I was HUNGRY for a NEW kind of NORMAL! I was ready to take CONTROL and become a LOSER (well of weight anyway). I wanted CONTROL back...something that seemed so simple but is so hard to regain at times.
What I realized first, is I needed to be happy and EMBRACE myself. I had to learn to “like” me again, “like me” exactly where I was at. A good friend of mine told me years ago as she was struggling to lose weight, “Michelle, I didn’t gain this extra weight overnight, so I can’t expect to lose it overnight either.” What!!! You can’t lose all of this with a snap of your fingers…but WHY?? I realized that I needed to embrace ME where I was at and LOVE ME no matter what the size my jeans currently said. I then needed to accept the fact that it was going to be a LONG journey, there was going to be tough days and easier days. Baby steps Michelle…that is what it is. You just need to take the first step…that is it.
I know that food is necessary for living but when it is abused, just like drugs or alcohol, it can become a dependency. The hard part about this is if it were a drug or alcohol addiction, I would have to learn how to remove that from my life, completely. Food addiction is so different as you need it to survive…the difference is it needs to be consumed when your body needs it…not when your MIND or your EMOTIONS think you do.
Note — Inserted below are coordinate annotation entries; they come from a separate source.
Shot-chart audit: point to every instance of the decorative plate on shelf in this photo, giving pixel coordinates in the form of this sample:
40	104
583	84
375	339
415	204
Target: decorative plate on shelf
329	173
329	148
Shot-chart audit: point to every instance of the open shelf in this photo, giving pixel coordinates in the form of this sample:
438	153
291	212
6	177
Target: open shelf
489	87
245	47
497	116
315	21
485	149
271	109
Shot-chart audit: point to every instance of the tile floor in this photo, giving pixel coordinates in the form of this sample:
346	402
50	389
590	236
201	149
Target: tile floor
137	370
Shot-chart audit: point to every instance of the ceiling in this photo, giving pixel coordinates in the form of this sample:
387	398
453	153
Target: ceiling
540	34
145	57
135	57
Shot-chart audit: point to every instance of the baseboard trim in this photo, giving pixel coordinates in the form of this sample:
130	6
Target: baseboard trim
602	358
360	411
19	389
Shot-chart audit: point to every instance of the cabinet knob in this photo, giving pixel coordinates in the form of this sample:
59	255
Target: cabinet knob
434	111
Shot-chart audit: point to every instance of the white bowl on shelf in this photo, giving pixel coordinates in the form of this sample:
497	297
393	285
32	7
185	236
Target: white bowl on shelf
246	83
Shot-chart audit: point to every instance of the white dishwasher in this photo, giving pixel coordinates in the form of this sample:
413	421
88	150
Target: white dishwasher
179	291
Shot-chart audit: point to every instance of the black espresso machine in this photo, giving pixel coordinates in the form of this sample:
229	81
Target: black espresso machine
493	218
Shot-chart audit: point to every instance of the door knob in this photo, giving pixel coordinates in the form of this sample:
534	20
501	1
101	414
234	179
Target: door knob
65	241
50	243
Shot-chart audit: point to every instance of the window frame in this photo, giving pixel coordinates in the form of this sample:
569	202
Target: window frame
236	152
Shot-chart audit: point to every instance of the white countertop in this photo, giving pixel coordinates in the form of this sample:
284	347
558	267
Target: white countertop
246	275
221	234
This complete shift in thinking came about the same time when a good friend of mine recommended a book that truly WOKE ME UP and showed me that a NEW NORMAL is possible. “I Can Make You Thin” by Paul McKenna has shed a new light on how I think of food. The word “dieting” doesn’t exist in my vocabulary anymore… "life-style change” has taken its place.
Here were just a few key points that started the journey of my “new normal”:
- “Emotional hunger is sudden and urgent, physical hunger is gradual and patient.”
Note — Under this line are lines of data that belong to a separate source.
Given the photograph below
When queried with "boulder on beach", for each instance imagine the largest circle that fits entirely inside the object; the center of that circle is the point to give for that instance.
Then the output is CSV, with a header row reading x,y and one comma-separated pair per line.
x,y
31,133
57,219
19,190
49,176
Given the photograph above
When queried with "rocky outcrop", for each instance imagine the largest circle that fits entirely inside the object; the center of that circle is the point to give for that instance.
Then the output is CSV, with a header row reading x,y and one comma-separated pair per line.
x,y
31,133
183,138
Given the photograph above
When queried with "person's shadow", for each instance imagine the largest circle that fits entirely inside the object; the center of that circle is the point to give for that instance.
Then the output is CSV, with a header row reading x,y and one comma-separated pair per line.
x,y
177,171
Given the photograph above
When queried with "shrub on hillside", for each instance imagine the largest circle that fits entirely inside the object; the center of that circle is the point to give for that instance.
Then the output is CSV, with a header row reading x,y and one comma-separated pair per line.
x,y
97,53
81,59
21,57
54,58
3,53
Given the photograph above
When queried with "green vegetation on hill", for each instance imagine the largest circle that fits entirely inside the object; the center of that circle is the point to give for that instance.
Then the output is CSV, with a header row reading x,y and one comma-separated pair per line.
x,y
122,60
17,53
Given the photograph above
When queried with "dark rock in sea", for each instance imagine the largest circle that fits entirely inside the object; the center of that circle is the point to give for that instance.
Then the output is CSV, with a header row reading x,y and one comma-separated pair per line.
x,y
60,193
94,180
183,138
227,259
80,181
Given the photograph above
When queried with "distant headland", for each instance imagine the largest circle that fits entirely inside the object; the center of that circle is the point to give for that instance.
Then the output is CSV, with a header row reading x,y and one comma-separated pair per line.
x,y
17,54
- “Emotional hunger cannot be satisfied with food; physical hunger can.”
- “There aren’t enough cookies in the world to make you feel loved and whole.” WHAT!!! Could this be true? The answer is…yes.
I am now learning to listen to my body. Pausing before I eat so I can ask myself if I am REALLY hungry or if I am eating for other reasons other than hunger.
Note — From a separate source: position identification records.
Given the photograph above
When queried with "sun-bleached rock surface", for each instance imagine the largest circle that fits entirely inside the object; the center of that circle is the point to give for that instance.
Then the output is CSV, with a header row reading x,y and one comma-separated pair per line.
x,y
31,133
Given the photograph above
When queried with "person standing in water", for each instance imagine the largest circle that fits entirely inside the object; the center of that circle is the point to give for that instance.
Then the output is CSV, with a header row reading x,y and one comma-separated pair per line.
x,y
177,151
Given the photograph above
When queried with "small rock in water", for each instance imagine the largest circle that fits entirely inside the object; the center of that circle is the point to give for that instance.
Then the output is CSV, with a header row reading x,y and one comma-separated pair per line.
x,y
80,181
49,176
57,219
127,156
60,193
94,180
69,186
This is going to be a long journey. One in which I CHOOSE to CELEBRATE each pound lost. Taking the first step is the key and taking baby steps after that, setting monthly goals of weight loss to reach instead of focusing on that bigger number..so it isn’t too scary and overwhelming.
I recognize that some days, temptation and old habits will win…but the WONDERFUL thing is that tomorrow is a new day and you can start out fresh and NEW again. Refocus and get back on track...that is the key...just get back on track.
This is the first time in my life that I am losing weight in a healthy manner. I am not starving myself, stressing out about points and measuring. I am doing this for me as this is where it needs to begin.
A new kind of NORMAL…nobody said it would be easy…but sometimes it is necessary.